Jia Yangyang, Zhao Shengguo, Guo Wenjie, Peng Ling, Zhao Fang, Wang Lushan, Fan Guangyi, Zhu Yuanfang, Xu Dayou, Liu Guilin, Wang Ruoqing, Fang Xiaodong, Zhang He, Kristiansen Karsten, Zhang Wenwei, Chen Jianwei
BGI-Shenzhen, Shenzhen, 518083, China.
BGI-Qingdao, BGI-Shenzhen, Qingdao, 266555, China.
Environ Microbiome. 2022 Aug 17;17(1):43. doi: 10.1186/s40793-022-00436-y.
Increasing studies have demonstrated potential disproportionate functional and ecological contributions of rare taxa in a microbial community. However, the study of the microbial rare biosphere is hampered by their inherent scarcity and the deficiency of currently available techniques. Sample-wise cross contaminations might be introduced by sample index misassignment in the most widely used metabarcoding amplicon sequencing approach. Although downstream bioinformatic quality control and clustering or denoising algorithms could remove sequencing errors and non-biological artifact reads, no algorithm could eliminate high quality reads from sample-wise cross contaminations introduced by index misassignment, making it difficult to distinguish between bona fide rare taxa and potential false positives in metabarcoding studies.

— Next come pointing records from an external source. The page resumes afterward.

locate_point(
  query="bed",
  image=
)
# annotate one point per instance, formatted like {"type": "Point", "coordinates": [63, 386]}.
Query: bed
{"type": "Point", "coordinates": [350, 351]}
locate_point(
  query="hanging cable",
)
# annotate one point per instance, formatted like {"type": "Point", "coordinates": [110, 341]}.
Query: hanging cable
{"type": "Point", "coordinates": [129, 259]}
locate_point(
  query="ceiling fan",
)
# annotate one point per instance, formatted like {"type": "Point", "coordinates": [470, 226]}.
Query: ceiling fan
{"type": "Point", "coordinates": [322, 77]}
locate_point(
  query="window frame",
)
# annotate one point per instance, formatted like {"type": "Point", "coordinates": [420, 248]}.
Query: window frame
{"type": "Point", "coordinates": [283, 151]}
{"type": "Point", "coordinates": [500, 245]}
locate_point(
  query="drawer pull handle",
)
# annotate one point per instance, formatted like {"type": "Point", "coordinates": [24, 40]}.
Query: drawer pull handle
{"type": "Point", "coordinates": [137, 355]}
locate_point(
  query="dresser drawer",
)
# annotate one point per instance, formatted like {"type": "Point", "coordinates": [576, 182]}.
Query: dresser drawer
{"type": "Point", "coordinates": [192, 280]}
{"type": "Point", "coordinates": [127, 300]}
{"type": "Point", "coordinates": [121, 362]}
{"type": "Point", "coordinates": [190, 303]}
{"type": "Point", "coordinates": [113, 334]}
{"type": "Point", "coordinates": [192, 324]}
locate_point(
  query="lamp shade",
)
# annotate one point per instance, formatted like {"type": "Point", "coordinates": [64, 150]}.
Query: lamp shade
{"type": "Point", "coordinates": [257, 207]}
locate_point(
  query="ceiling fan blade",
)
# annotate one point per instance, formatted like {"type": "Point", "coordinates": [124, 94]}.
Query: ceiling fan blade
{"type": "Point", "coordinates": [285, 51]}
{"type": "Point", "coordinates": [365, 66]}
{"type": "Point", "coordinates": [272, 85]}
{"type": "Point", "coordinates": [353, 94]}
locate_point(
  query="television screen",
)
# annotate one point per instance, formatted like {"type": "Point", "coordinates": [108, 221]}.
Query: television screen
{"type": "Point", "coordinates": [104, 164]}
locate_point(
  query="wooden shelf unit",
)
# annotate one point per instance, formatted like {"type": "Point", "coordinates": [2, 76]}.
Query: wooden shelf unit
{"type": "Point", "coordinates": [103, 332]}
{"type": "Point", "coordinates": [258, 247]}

We thoroughly evaluated the rate of index misassignment of the widely used NovaSeq 6000 and DNBSEQ-G400 sequencing platforms using both commercial and customized mock communities, and observed significant lower (0.08% vs. 5.68%) fraction of potential false positive reads for DNBSEQ-G400 as compared to NovaSeq 6000. Significant batch effects could be caused by stochastically introduced false positive or false negative rare taxa. These false detections could also lead to inflated alpha diversity of relatively simple microbial communities and underestimated that of complex ones. Further test using a set of cow rumen samples reported differential rare taxa by different sequencing platforms. Correlation analysis of the rare taxa detected by each sequencing platform demonstrated that the rare taxa identified by DNBSEQ-G400 platform had a much higher possibility to be correlated with the physiochemical properties of rumen fluid as compared to NovaSeq 6000 platform. Community assembly mechanism and microbial network correlation analysis indicated that false positive or negative rare taxa detection could lead to biased community assembly mechanism and identification of fake keystone species of the community.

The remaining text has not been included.